Dept. for Communities: "National Planning Policy Framework" published


(Planning Minister Greg Clark)
Click above for PDF file


“The purpose of planning is to help achieve sustainable development.”
Sustainable means ensuring that better lives for ourselves don’t mean worse lives for future generations.
Development means growth. We must accommodate the new ways by which we will earn our living in a competitive world. We must house a rising population, which is living longer and wants to make new choices. We must respond to the changes that new technologies offer us. Our lives, and the places in which we live them, can be better, but they will certainly be worse if things stagnate.
“Sustainable development is about change for the better, and not only in our built environment.
“Our natural environment is essential to our wellbeing, and it can be better looked after than it has been. Habitats that have been degraded can be restored. Species that have been isolated can be reconnected. Green Belt land that has been depleted of diversity can be refilled by nature – and opened to people to experience it, to the benefit of body and soul.
“Our historic environment – buildings, landscapes, towns and villages – can better be cherished if their spirit of place thrives, rather than withers.
“Our standards of design can be so much higher. We are a nation renowned worldwide for creative excellence, yet, at home, confidence in development itself has been eroded by the too frequent experience of mediocrity. [A special mention of Hammerson, the Brent Cross Cricklewood developers, we notice!]
“So sustainable development is about positive growth – making economic, environmental and social progress for this and future generations.

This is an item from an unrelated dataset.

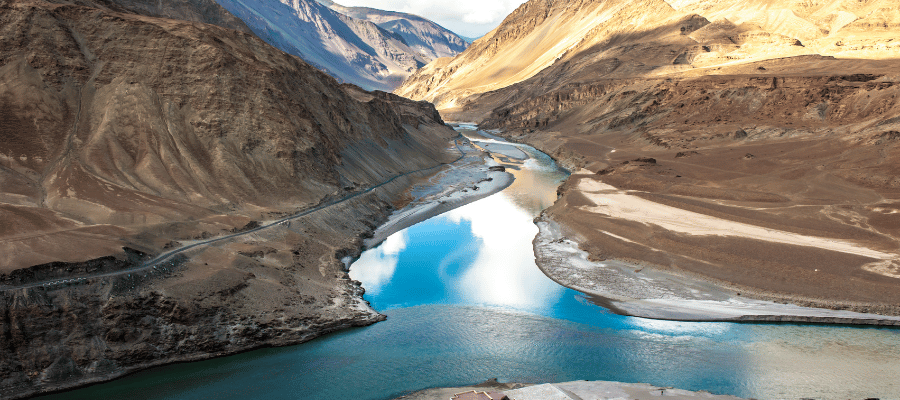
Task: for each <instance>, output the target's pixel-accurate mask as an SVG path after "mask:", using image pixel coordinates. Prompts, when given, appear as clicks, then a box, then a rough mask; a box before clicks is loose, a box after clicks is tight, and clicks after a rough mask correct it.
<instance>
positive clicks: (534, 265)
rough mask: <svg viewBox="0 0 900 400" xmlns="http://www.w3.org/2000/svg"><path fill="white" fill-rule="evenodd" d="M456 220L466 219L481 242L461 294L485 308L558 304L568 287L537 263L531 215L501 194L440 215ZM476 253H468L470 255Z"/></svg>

“The planning system is about helping to make this happen.
“Development that is sustainable should go ahead, without delay – a presumption in favour of sustainable development that is the basis for every plan, and every decision. This framework sets out clearly what could make a proposed plan or development unsustainable.
“In order to fulfil its purpose of helping achieve sustainable development, planning must not simply be about scrutiny. Planning must be a creative exercise in finding ways to enhance and improve the places in which we live our lives.

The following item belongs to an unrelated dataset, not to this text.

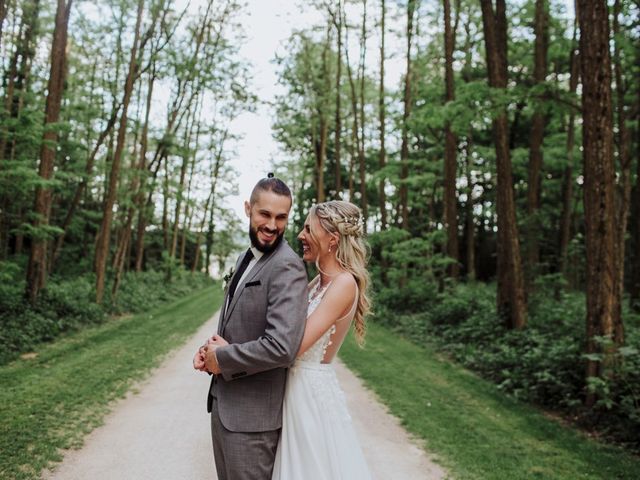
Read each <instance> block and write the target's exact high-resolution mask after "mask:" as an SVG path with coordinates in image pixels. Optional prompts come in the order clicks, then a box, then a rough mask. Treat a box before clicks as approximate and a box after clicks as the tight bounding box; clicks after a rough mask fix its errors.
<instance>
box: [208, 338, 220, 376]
mask: <svg viewBox="0 0 640 480" xmlns="http://www.w3.org/2000/svg"><path fill="white" fill-rule="evenodd" d="M218 348H220V346H219V345H215V344H213V343H208V344H207V345H205V346H204V351H205V353H204V365H205V369H206V370H207V371H208V372H211V373H213V374H214V375H219V374H220V373H221V371H220V366H219V365H218V359H217V358H216V350H217V349H218Z"/></svg>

“This should be a collective enterprise. Yet, in recent years, planning has tended to exclude, rather than to include, people and communities. In part, this has been a result of targets being imposed, and decisions taken, by bodies remote from them. Dismantling the unaccountable regional apparatus and introducing neighbourhood planning addresses this.
“In part, people have been put off from getting involved because planning policy itself has become so elaborate and forbidding – the preserve of specialists, rather than people in communities.
“This National Planning Policy Framework changes that. By replacing over a thousand pages of national policy with around fifty, written simply and clearly, we are allowing people and communities back into planning.”